Alice’s affair, driven by an insatiable lust yet hindered by guilt, takes on a film noir vibe, not only with her narration, but also with cryptic conversations, ominous music (by Patrick Doyle, which is also quite romantic at times, with a catchy though unchanging theme that doesn’t bother with any slight variations; it is, oddly, the best aspect of this picture), and tragic pasts. There’s also an overly friendly sister (Natascha McElhone), a nosy best friend (Amy Robbins), and very few details about Adam’s history; Alice fails to ask any questions, even concerning Adam’s relationship status.
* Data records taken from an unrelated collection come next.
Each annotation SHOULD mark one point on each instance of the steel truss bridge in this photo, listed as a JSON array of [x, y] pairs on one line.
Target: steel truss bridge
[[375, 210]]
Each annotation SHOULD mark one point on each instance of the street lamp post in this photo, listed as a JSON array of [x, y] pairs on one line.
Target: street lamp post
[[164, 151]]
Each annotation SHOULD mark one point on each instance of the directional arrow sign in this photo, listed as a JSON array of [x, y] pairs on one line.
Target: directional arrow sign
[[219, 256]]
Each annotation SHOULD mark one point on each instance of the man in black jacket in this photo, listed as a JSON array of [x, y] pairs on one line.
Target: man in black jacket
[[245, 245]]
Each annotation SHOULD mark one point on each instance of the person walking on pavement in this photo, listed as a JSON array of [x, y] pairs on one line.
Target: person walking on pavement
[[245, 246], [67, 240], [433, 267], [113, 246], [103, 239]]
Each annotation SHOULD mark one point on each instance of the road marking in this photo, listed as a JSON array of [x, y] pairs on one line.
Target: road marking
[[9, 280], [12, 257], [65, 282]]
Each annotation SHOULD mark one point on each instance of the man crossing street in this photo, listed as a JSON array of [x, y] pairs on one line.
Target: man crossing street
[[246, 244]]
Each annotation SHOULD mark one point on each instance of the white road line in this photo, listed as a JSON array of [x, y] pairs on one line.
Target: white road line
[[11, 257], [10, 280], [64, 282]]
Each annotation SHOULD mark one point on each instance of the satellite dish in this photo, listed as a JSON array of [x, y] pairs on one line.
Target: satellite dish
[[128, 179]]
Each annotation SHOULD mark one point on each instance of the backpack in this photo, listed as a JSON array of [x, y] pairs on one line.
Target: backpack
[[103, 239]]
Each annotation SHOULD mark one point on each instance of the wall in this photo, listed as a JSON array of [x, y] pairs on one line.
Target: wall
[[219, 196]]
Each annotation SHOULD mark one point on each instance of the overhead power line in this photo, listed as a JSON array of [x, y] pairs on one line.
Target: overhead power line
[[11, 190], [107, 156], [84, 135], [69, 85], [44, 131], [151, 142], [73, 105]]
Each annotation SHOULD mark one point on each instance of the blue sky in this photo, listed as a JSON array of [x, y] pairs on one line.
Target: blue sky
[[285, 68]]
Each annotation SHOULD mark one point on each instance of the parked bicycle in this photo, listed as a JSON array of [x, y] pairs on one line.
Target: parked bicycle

It hardly seems to matter, though; she’s so madly in love that she doesn’t care what skeletons might be lurking in his closet.

This mystery thriller, based on the novel by Nicci French, harbors plenty of secrets, especially with the design of the timeline, which turns the bulk of the picture into a flashback. It’s also a strange romance, as Alice pines after Adam, following him around like a lost puppy, trying desperately to win his affections and to make him proud. In the midst of this, they experiment with erotic asphyxia during sex, which hopes to parallel the dangers of extreme sports but instead overshadows the mystery. Plus, there are creepy, printed notes that warn of Adam’s former endeavors and conquests, hinting at an unknown third party spying on the overly trusting young woman.

Sadly, Graham’s acting is noticeably deficient; she can’t manage to speak her lines with the sincerity necessary to sound even remotely convincing, especially with this erotic-thriller material. And in this whirlwind romance – one that sees a diminishing trust and increasing paranoia – authenticity is essential. Here, her plight comes across as overworked and manufactured, rather than organically forming, like in a Hitchcock piece. Graham spends the last third of the film looking worried, even when eating breakfast or riding the subway or drinking tea. She’s much better suited for comedy, though it’s likely she was cast in “Killing Me Softly” primarily for her sleek figure, which she shows off frequently.

“I could break your neck, I love you so much.” Toward the conclusion, the suspenseful scenarios amplify, but so does the nonsense of the lead couple’s BDSM proclivities (at one point, while tied up on a table, Alice cuts off Adam’s tirade to say that she has to pee). And it again takes away from the mystery, which is entirely guessable, devolving into something more outrageous, perverse, and trivial than plausible or nerve-wracking.